The CRISPR–Cas9 system has revolutionized genome engineering by allowing precisely targeted gene deletions and mutations down to the single-nucleotide level. Although RNA-targeting Cas9 enzymes have been described, their large size limits their use with convenient systems—such as adeno-associated virus (AAV)—for in vivo delivery. Seeking to expand the transcriptome engineering toolbox, Konermann et al. initiated a search for alternative, compact RNA-targeting CRISPR systems.

To identify CRISPR–Cas systems that might have been overlooked in prior efforts, Konermann et al. used a bioinformatics approach to screen prokaryotic genome sequences, first for putative CRISPR repeat arrays, then for nearby potential effector nucleases. The screen identified a novel family of compact single-subunit (type II) Cas enzymes containing two HEPN ribonuclease motifs characteristic of known Cas13 systems. The newly discovered Cas13d exhibited RNA-specific, guide-sequence-dependent cleavage activity and is small enough to be packaged within an AAV delivery vehicle along with a targeting array.

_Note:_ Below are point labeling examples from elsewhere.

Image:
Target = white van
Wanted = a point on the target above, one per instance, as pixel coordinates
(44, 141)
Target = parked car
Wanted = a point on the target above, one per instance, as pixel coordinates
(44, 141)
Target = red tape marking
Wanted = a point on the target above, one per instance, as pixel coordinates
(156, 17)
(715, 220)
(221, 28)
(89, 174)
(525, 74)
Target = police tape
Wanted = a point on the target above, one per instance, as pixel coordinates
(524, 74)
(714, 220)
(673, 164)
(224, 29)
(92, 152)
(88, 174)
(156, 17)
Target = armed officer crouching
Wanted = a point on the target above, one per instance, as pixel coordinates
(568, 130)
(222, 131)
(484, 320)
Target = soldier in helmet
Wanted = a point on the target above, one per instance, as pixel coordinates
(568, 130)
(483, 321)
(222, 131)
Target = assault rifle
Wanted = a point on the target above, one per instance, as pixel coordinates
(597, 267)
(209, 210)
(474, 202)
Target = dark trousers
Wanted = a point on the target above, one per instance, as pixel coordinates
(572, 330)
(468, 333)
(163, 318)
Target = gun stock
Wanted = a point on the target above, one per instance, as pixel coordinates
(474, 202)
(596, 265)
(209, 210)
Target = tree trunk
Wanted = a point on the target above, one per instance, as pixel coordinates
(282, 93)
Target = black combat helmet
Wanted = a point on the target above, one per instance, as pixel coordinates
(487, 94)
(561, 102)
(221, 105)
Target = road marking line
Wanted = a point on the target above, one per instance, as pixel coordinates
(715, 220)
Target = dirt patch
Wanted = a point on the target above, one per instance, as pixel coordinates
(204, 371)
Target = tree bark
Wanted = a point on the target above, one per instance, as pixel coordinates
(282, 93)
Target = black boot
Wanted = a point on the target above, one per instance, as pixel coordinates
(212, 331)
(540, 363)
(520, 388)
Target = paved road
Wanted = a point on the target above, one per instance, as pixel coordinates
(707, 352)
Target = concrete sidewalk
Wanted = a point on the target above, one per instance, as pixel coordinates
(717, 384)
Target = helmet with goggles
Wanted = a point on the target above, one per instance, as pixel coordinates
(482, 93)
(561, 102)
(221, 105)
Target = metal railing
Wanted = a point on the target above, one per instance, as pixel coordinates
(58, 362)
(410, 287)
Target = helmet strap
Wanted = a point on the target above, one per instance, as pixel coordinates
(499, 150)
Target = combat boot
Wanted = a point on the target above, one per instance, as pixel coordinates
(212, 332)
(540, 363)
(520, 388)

Konermann et al. then engineered optimized versions of several Cas13d orthologs for expression in human cells. Of those, CasRx, Ruminococcus flavefaciens Cas13d fused to a nuclear localization sequence, proved the most efficient at cleaving target sequences. CasRx was able to knock down the expression of coding and noncoding RNAs more selectively and efficiently than short-hairpin-RNA-based interference, which positions CasRx as a promising alternative tool for post-trancriptional gene silencing.

A modified CasRx unable to complete the cleavage reaction (dCasRx) retained interaction with its targets, suggesting that it could be leveraged to create a splice effector. Indeed, dCasRx targeted to RNA sequences that mediate splice selection by trans-acting factors altered splice isoform ratios in a predictable direction. Konermann et al. went on to demonstrate the power of their approach by delivering a programmed dCasRx to patient-derived cells and successfully modulating the ratio of tau protein isoforms, whose disregulation drives a number of neurodegenerative diseases.

The discovery of Cas13d expands the arsenal of genome editing tools, and it is likely that the ability to modulate splicing is but one of many uses it will be adapted for.